Consecutive-digit Number

Consecutive-digit Number

Time Limit:1000MS  Memory Limit:65536K
Total Submit:38 Accepted:13

Description

Recently Ginger found that there are many numbers, digits of whom can be rearranged to a consecutive sequence.
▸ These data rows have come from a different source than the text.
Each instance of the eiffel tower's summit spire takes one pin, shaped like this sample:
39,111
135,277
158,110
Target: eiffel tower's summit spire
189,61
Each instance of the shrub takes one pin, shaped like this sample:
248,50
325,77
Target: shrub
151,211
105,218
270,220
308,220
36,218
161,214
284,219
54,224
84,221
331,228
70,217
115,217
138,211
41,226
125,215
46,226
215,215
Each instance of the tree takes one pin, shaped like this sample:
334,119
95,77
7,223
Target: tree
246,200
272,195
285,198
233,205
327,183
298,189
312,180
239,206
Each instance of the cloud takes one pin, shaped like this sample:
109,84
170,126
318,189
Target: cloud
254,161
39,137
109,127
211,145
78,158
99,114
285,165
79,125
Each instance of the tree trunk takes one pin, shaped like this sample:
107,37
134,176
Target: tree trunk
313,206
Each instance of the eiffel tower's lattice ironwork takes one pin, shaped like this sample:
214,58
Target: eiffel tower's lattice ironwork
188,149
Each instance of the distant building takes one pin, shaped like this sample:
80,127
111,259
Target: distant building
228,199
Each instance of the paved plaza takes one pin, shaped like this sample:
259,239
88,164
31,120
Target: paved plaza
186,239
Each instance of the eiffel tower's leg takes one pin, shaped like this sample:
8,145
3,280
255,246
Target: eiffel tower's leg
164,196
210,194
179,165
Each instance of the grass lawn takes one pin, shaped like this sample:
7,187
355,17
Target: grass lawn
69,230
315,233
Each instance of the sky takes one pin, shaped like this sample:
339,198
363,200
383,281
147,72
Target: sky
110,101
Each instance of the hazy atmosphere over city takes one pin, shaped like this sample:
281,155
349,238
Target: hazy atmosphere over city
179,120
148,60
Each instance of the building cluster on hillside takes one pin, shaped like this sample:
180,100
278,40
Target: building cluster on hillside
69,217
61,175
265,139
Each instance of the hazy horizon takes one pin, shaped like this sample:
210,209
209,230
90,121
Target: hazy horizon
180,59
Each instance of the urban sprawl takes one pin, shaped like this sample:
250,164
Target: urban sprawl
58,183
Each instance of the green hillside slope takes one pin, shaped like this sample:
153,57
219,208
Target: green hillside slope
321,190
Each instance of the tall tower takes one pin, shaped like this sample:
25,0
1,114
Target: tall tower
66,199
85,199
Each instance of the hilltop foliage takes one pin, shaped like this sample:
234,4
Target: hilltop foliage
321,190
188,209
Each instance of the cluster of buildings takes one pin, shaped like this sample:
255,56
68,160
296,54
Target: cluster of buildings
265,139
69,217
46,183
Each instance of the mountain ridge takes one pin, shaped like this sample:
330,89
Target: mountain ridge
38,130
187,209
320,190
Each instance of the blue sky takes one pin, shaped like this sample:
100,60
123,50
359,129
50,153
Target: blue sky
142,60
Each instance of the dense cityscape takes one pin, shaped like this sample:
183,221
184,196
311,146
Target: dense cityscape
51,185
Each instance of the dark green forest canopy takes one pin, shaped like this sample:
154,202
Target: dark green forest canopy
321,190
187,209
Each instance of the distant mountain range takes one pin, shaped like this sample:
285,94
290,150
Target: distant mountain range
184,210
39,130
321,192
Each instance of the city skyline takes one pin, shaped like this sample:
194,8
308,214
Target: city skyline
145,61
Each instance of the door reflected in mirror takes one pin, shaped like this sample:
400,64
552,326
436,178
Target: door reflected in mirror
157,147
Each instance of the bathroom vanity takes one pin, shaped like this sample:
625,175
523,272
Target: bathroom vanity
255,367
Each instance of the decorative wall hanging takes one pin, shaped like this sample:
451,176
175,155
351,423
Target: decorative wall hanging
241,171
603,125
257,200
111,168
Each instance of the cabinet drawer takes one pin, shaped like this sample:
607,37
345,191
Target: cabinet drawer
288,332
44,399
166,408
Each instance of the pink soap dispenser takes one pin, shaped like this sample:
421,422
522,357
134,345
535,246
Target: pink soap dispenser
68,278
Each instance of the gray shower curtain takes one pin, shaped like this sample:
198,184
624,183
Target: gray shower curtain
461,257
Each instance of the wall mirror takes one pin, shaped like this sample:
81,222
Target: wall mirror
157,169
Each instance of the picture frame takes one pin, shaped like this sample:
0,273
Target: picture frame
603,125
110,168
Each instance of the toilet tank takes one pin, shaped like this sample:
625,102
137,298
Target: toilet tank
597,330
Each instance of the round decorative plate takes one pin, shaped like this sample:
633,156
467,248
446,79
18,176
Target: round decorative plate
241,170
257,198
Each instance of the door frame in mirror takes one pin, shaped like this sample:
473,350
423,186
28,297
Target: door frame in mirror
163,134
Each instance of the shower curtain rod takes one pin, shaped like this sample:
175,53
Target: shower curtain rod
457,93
For instance, 254310 is a consecutive-digit number, since the digits of it are 2, 5, 4, 3, 1 and 0, which can be rearranged to “0, 1, 2, 3, 4, 5”.
A sequence is consecutive, if it forms a one-ascending digit sequence either consecutively or circularly from 9 to 0. For example, both “1, 2, 3, 4” and “8, 9, 0, 1” are consecutive sequences.
The initial zeros of a given number are of course omitted.

Input

There are several input cases, a single positive integer in a single line for each input case.
Input end with 0.

Output

YES or NO in a single line, if the given number is a consecutive-digit number or not.

Sample Input

1423
7980
21350
2100
0

Sample Output

YES
YES
NO
NO

/*
纠错时，把所有特殊数据找出来，并做好记录，方便下次判断
①处的字符处理，比较不错
*/

#include<iostream>
#include<string.h>
#include<stdio.h>
using namespace std;

char c;
int num[10];
int main(){
	freopen("e://data.in", "r", stdin);
	//freopen("e://data.out", "w", stdout);
	while(1)
	{
		memset(num, 0, sizeof(num));
		while((c = getchar()) == ' ' || c == '\n')//①
			continue;
		while(c == '0') c = getchar();
		while(c != ' ' && c != '\n')
		{
			num[c - '0'] ++;
			c = getchar();
		}
		int i;
		int flag = 0;
		int min = 0x7fffffff, max = 0;
		for(i = 0; i <= 9; ++ i)
		{
			if(num[i] < min)
				min = num[i];
			if(num[i] > max)
				max = num[i];
		}
		if(max == 0)
			break;
		for(i = 0; i <= 9; ++ i)
		{
			num[i] -= min;
			if(num[i] > 1)
			{
				flag = 1;
				break;
			}
		}
		if(flag)
		{
			printf("NO\n");
			continue;
		}
		flag = 0;
		for(i = 0; i <= 9; ++ i)
		{
			if(num[i] && num[(i + 1) % 10] == 0)
				flag ++;
		}
		if(flag < 2)
			printf("YES\n");
		else
			printf("NO\n");
	}
}